DXは「頑張らない」ことが大事
――ルゾンカさんは、米国や外資系企業で長いキャリアをお持ちです。そこでお聞きしたいのですが、そもそも米国では「DX」という言葉すら見聞きしないとよく聞きます。日本企業がこれだけで声高にDXの推進を掲げているにも関わらず、なかなかうまく進まないのはなぜだと思われますか?

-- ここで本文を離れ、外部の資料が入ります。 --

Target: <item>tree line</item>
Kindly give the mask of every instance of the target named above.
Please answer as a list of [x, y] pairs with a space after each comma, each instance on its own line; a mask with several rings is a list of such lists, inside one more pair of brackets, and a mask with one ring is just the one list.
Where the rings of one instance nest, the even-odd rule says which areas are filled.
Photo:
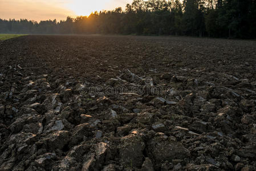
[[39, 22], [0, 19], [0, 32], [256, 38], [255, 0], [133, 0], [124, 10]]

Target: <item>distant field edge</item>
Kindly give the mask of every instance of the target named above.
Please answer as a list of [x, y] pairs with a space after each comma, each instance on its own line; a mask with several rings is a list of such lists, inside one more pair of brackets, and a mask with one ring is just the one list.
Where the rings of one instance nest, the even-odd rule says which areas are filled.
[[0, 34], [0, 40], [5, 40], [17, 37], [27, 35], [28, 34]]

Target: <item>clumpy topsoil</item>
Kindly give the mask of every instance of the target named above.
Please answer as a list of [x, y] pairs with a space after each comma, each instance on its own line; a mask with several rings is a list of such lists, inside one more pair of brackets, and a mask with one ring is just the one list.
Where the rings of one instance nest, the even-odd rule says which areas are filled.
[[255, 170], [256, 42], [0, 42], [0, 170]]

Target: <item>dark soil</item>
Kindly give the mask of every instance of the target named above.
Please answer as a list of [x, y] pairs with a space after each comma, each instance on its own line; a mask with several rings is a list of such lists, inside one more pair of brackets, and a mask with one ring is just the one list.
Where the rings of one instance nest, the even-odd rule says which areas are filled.
[[0, 170], [256, 170], [256, 42], [0, 42]]

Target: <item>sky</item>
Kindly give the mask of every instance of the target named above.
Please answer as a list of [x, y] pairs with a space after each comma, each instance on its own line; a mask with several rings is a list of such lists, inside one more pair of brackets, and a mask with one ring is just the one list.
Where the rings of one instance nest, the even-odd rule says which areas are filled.
[[132, 0], [0, 0], [0, 18], [65, 19], [67, 16], [88, 15], [91, 12], [124, 9]]

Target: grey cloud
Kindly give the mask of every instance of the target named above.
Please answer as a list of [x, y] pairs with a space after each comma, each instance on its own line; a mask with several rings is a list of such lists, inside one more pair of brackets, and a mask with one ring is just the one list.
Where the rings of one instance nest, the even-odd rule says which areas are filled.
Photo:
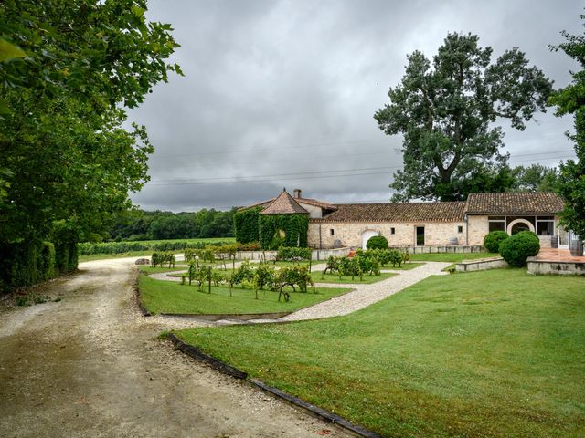
[[[244, 205], [283, 186], [330, 202], [388, 199], [401, 140], [379, 131], [373, 114], [400, 80], [407, 53], [431, 57], [447, 32], [476, 33], [495, 55], [519, 47], [562, 86], [574, 65], [547, 45], [560, 42], [562, 29], [580, 32], [582, 11], [544, 0], [159, 0], [149, 9], [150, 19], [175, 27], [182, 47], [174, 60], [186, 77], [130, 112], [156, 147], [152, 182], [132, 197], [175, 211]], [[570, 149], [568, 129], [570, 120], [538, 115], [523, 132], [505, 129], [506, 151], [513, 163], [535, 162], [527, 154]]]

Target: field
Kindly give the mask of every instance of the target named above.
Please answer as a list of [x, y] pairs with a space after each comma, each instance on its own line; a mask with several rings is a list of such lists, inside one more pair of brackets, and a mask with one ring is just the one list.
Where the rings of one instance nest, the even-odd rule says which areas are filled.
[[[311, 288], [306, 293], [292, 292], [291, 300], [278, 301], [278, 292], [261, 290], [258, 299], [254, 291], [235, 287], [233, 297], [229, 296], [229, 287], [211, 287], [211, 294], [207, 287], [200, 292], [195, 286], [183, 286], [170, 281], [161, 281], [140, 276], [139, 288], [144, 306], [151, 313], [264, 313], [290, 312], [292, 310], [317, 304], [325, 299], [336, 297], [348, 288], [323, 287]], [[291, 289], [292, 291], [292, 289]]]
[[78, 244], [80, 262], [104, 258], [151, 256], [154, 251], [175, 251], [182, 253], [186, 247], [203, 248], [207, 245], [234, 244], [233, 237], [212, 237], [208, 239], [141, 240], [135, 242], [83, 242]]
[[585, 436], [585, 281], [428, 278], [346, 317], [179, 331], [383, 436]]

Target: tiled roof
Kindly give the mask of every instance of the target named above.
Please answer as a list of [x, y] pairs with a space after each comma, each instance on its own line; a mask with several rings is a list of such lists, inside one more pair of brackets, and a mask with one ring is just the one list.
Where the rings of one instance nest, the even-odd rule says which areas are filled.
[[337, 211], [312, 222], [452, 222], [463, 221], [465, 203], [342, 203]]
[[[239, 210], [248, 210], [249, 208], [260, 207], [260, 206], [268, 206], [271, 203], [273, 203], [276, 198], [271, 198], [267, 201], [262, 201], [261, 203], [254, 203], [252, 205], [248, 205], [247, 207], [242, 207]], [[333, 203], [324, 203], [323, 201], [318, 201], [316, 199], [312, 198], [292, 198], [294, 201], [301, 203], [308, 203], [309, 205], [314, 205], [315, 207], [321, 207], [325, 210], [337, 210], [337, 207]]]
[[552, 214], [563, 205], [556, 193], [470, 193], [466, 210], [469, 214]]
[[291, 196], [288, 192], [282, 191], [274, 201], [272, 201], [264, 210], [260, 212], [261, 214], [308, 214], [304, 208]]

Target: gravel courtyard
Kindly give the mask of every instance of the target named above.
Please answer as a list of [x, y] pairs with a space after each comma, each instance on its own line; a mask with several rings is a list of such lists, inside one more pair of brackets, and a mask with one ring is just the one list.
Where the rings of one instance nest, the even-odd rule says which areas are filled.
[[156, 339], [133, 259], [88, 262], [37, 288], [59, 302], [0, 310], [2, 437], [353, 436]]

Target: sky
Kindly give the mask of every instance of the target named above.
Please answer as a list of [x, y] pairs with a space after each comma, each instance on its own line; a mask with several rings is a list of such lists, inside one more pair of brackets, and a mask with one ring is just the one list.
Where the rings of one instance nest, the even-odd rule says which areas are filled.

私は、これには日本ならではの文化的背景が関係していると思っています。DXを進めるときは、「頑張ったらいけないこと」が多々出てきます。「いかに効率化するか、楽をするか」を考えていくのがDXとも言えるかもしれません。ところが、日本人は、いい意味でも悪い意味でもすごく真面目で、多少非効率な仕事も言われたら頑張ってやってしまうんですよね。外資系の企業では考えられないような仕事を手作業でやっていたりします。こうした日本的な背景があるために、DXが「これまで自分たちが頑張ってきたこと」や「大切にしてきたこと」と逆行する形になってしまっているように思います。

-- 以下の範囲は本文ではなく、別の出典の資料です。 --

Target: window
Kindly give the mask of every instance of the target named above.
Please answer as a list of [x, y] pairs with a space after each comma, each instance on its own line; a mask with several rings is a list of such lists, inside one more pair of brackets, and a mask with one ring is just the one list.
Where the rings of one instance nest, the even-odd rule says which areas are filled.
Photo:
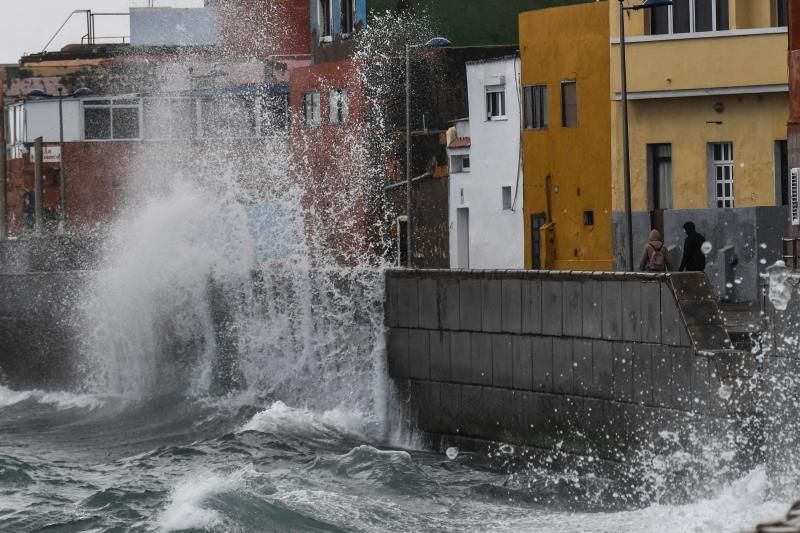
[[201, 98], [200, 124], [198, 133], [206, 139], [255, 137], [256, 99], [246, 95]]
[[86, 100], [83, 103], [84, 136], [88, 140], [138, 139], [137, 98]]
[[561, 125], [565, 128], [578, 127], [578, 84], [574, 81], [561, 82]]
[[331, 124], [344, 124], [348, 114], [347, 91], [333, 89], [328, 93], [328, 114]]
[[547, 127], [547, 85], [525, 87], [525, 127], [534, 130]]
[[148, 139], [188, 139], [195, 123], [189, 98], [146, 98], [142, 102], [144, 135]]
[[672, 209], [672, 145], [648, 144], [650, 198], [653, 209]]
[[506, 118], [506, 86], [489, 85], [486, 87], [486, 120]]
[[650, 10], [651, 35], [727, 29], [728, 0], [674, 0]]
[[267, 137], [289, 127], [289, 95], [271, 94], [259, 99], [260, 133]]
[[309, 128], [320, 125], [319, 93], [303, 94], [303, 124]]
[[786, 141], [775, 141], [775, 205], [789, 205], [789, 151]]
[[775, 25], [789, 25], [789, 11], [787, 0], [775, 0]]
[[342, 8], [342, 34], [350, 35], [356, 30], [355, 0], [340, 0]]
[[710, 152], [716, 205], [733, 207], [733, 143], [714, 143]]
[[450, 159], [453, 172], [469, 172], [468, 155], [454, 155]]
[[333, 0], [319, 0], [319, 36], [321, 41], [333, 39]]
[[503, 210], [511, 209], [511, 187], [503, 187]]

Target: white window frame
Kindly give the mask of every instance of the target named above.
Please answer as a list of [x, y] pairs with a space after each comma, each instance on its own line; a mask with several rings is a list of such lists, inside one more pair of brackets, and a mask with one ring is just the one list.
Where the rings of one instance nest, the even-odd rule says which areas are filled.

この課題を解決するためには、やはりマネジメント層の意識改革が重要です。「今はうまくいっているから」とか「今なんとかなっているから」と見過ごさず、まずはマネジメント層がアジャイルな考え方を持って、新しいことにチャレンジできる雰囲気を醸成していかなければいけません。私もこの部分は意識的に取り組んでいて、「今みなさんが頑張っていること、今のやり方でも進められることは理解しているけど、その分の時間を他のことに費やしてもらいたい」と丁寧に説明することを大事にしています。
――全社を巻き込んでDXを進めていくとき、他に意識していることはありますか?
装置産業である石油事業をベースとするコスモエネルギーグループにとって、「安心安全な操業」は最も重要なものです。ですので、新しい物事に対面するとき、社員が気持ちを引き締めたり、守りの姿勢を示したりするのは当然のことだと思っています。そこで、私はなるべくリスクを小さく切るように、いつも意識しています。何でもかんでも小さく切ればいいというわけでもなく、リスクを小さくするために、マイルストーンを細かく設定するイメージですね。プロジェクトの期間、エリア、投資額など色々な視点からリスクを複合的に考えていきます。
そして、DXは推進する側ではなく、あくまで現場にいる社員が主役です。現場の社員が「なぜこの取り組みが必要なのか?」を理解した上で進めることも大切です。コーポレートDX戦略部ですべてをコントロールしようとは思っておらず、現場のみなさんのサポート役あるいはイネーブラーでありたいと思っています。